Краешком глаза быстро оглядел улицу. И тотчас его наметанный взгляд вырвал из толпы пестрой гуляющей публики невысокого, неприметного, щупленького человека с тросточкой.
Как шпик очутился здесь? Ведь Бабушкин так старательно заметал следы!
Раздумывать было некогда. Ясно одно: подходить к матери теперь ни в коем случае нельзя.
«Надо немедленно перейти улицу, подумал Бабушкин. — Или свернуть в переулок…»
Это напрашивалось само собой.
Но тут, может быть, впервые за долгие годы настороженной, тревожной жизни, Бабушкин нарушил правила конспирации. Он понимал: идти навстречу матери опасно и неблагоразумно, и все-таки шел.
«Не остановлюсь, не заговорю с ней, — подумал он. — Только пройду мимо. Взгляну — и все».
Мать, конечно, не узнает его. Ведь прошло долгих семь лет.
Тогда он был еще совсем молодым. А теперь на нем сшитый на заказ, добротный костюм, котелок.
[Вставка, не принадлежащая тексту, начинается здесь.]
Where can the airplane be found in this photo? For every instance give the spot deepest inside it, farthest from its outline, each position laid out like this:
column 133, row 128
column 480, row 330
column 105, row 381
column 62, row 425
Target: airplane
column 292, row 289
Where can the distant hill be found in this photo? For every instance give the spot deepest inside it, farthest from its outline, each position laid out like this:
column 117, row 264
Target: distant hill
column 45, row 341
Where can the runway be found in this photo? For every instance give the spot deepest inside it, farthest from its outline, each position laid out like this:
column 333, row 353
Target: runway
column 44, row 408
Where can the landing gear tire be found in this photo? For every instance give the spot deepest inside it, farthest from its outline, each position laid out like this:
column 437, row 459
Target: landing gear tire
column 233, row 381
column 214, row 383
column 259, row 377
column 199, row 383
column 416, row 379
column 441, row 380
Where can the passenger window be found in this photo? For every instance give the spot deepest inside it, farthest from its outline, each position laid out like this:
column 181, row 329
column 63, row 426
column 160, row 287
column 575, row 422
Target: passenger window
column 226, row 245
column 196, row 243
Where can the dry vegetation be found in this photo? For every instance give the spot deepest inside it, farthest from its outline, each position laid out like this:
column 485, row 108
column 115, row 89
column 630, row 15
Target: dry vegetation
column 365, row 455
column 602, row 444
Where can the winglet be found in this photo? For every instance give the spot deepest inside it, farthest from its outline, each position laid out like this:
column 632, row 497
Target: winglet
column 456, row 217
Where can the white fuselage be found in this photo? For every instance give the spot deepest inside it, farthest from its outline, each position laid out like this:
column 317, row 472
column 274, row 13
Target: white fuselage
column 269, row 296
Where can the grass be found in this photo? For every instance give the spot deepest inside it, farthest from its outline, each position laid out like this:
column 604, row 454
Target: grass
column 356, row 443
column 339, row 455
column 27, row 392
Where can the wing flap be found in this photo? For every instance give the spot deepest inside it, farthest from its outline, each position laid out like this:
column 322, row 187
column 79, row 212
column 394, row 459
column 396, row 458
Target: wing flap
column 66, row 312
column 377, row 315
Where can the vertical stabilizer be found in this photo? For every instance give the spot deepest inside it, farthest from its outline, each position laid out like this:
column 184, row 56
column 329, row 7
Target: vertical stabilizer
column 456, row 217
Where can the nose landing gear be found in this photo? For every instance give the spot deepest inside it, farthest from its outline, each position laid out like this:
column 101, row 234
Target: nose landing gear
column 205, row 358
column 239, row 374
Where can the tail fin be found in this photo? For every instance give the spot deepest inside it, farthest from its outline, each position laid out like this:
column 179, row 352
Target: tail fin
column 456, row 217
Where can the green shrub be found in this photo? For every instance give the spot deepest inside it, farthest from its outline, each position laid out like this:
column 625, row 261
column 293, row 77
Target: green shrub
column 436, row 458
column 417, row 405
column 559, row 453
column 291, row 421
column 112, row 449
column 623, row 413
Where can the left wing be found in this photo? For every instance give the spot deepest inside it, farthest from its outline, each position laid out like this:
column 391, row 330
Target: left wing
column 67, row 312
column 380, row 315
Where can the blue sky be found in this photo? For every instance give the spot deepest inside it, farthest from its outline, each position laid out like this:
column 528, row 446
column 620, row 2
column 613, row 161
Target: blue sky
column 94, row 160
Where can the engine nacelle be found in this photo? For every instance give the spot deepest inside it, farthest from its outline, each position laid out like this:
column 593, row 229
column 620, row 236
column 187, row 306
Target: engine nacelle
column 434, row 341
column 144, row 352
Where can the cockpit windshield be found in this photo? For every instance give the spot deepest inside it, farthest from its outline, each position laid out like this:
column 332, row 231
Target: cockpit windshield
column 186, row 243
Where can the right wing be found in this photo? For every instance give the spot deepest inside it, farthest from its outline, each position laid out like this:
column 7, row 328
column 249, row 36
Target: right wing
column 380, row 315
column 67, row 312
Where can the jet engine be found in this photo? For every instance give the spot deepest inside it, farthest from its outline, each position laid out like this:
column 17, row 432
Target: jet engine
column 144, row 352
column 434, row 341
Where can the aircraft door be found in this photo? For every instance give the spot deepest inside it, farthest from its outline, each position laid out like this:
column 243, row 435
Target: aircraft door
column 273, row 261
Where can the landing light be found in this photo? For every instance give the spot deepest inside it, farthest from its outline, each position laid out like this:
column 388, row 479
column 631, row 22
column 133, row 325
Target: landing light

И обычная краснота воспаленных век скрыта слоем крема. А в руке — внушительная кожаная папка.
С каждым шагом расстояние между ним и матерью быстро сокращалось. Иван Васильевич уже хорошо видел и ее глаза, и с детства знакомую родинку на правой щеке, и светлые, словно выгоревшие, брови. Он уже почти вплотную подошел к матери и тут допустил еще одну оплошность.
Ведь он отлично знал: можно как угодно изменить свою наружность, переодеться, приклеить бороду, перекрасить волосы, но глаза изменить невозможно. Он же сам учил молодых подпольщиков: если при встрече со знакомым человеком хочешь быть неузнанным, — не смотри ему в глаза.
А тут — мать.
Подходя к ней, он еще успел подумать:
«Не гляди в лицо! Ни в коем случае…»
Но в последний момент не удержался и, уже почти поравнявшись с матерью, прямо, в упор глянул в ее робкие, будто вечно испуганные глаза. Он заметил, как в них что-то дрогнуло, потом на лице матери быстро, как кадры в кинематографе, промелькнули и радость, и испуг, и недоумение, и даже ужас.
Бабушкин тотчас отвел глаза и ускорил шаги.